“Jojo Rabbit” es una fábula sobre el crecimiento de un niño en tiempos de adoctrinamiento nazi. Es la Alemania de mediados de la primera mitad del siglo 20, cuando las hordas de Adolfo Hitler inculcaban el odio como parte de la formación de la niñez.
La película, en el inicio, apuesta por el humor y la sátira. En una de las primeras escenas vemos al niño apodado Jojo Rabbit con su amigo imaginario, un Adolfo Hitler de caricatura que también hace las veces de padre por procuración. El dictador le enseña al muchacho la forma correcta de saludar. Repiten varias veces el Heil Hitler mientras gesticulan, mueven los brazos y se agitan. El director Taika Waititi parece decidido a ridiculizar al poder y sus símbolos, llevando las cosas hacia la chacota. Luego, oímos la versión en alemán de una famosa canción de Los Beatles. Es como si las representaciones imaginarias de ese niño deslumbrado por las figuras de la esvástica y los estandartes nazis fueran similares a las adhesiones emocionales que lograron crear, décadas después, los símbolos de la cultura pop y sus repercusiones mediáticas. Recuerden “Privilege”, de Peter Watkins.
Pero ese lado cáustico y provocador, lástima, no dura mucho. Más allá de algunos gags y situaciones grotescas o inesperadas que funcionan (la explosión de la granada, los rasgos del personaje del capitán instructor), la película pierde filo conforme avanza.
El crecimiento del niño va acompañado por el descubrimiento de la verdadera actividad de su madre y la percepción de que los rasgos físicos de la muchacha judía refugiada en su casa no se ajustan a los de los ejemplares del bestiario que describen los breviarios de adoctrinamiento del régimen. La comedia zafada o furiosa se trasforma en un relato de aprendizaje cargado de las mejores intenciones. Se ablanda, se encarrila en lo previsible, desconfía en el poder del humor. Gana terreno la lección sentimental y la búsqueda del guiño de complicidad emotiva (el destino de la madre).

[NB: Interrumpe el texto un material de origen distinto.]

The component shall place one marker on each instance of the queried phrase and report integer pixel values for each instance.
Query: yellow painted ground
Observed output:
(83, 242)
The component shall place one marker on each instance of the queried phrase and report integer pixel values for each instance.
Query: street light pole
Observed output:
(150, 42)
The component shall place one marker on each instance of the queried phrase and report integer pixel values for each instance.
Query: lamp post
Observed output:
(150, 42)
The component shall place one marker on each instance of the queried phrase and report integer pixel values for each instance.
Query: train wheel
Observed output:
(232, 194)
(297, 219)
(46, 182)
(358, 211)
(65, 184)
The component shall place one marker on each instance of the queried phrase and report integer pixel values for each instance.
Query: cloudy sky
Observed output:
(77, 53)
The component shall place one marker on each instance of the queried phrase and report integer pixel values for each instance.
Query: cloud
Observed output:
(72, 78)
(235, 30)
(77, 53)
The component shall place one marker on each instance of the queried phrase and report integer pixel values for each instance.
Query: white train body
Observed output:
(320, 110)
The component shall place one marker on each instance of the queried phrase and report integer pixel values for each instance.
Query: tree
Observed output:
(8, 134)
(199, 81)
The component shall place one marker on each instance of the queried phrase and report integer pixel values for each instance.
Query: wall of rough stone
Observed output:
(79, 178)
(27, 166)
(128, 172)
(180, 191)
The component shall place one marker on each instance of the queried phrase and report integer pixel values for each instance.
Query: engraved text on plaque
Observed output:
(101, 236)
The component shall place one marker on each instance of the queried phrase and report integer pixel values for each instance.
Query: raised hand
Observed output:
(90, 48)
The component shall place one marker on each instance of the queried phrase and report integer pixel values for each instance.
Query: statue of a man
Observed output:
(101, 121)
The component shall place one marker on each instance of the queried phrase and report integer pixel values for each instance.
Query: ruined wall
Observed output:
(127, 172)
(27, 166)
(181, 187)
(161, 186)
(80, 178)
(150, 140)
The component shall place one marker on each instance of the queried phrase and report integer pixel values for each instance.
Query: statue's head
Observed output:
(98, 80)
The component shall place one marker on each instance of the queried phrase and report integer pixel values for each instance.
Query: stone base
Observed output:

Solo la gracia de los actores principales salva a la película de ser una demostración didáctica sobre el espíritu de la inocencia y del amor redimiendo a un niño de la cultura del odio. Roman Griffin Davis, que hace de Jojo Rabbit, y Scarlett Johansson, en el papel de la madre, destacan tanto como Sam Rockwell, pero menos que Archie Yates (Yorki), el amigo de Jojo Rabbit, modelo de lucidez y gracia. Hacia el final hay un par de situaciones (no digo cuáles) que se resuelven a puntapiés. Pero a esas alturas la película ha extraviado ya su capacidad corrosiva.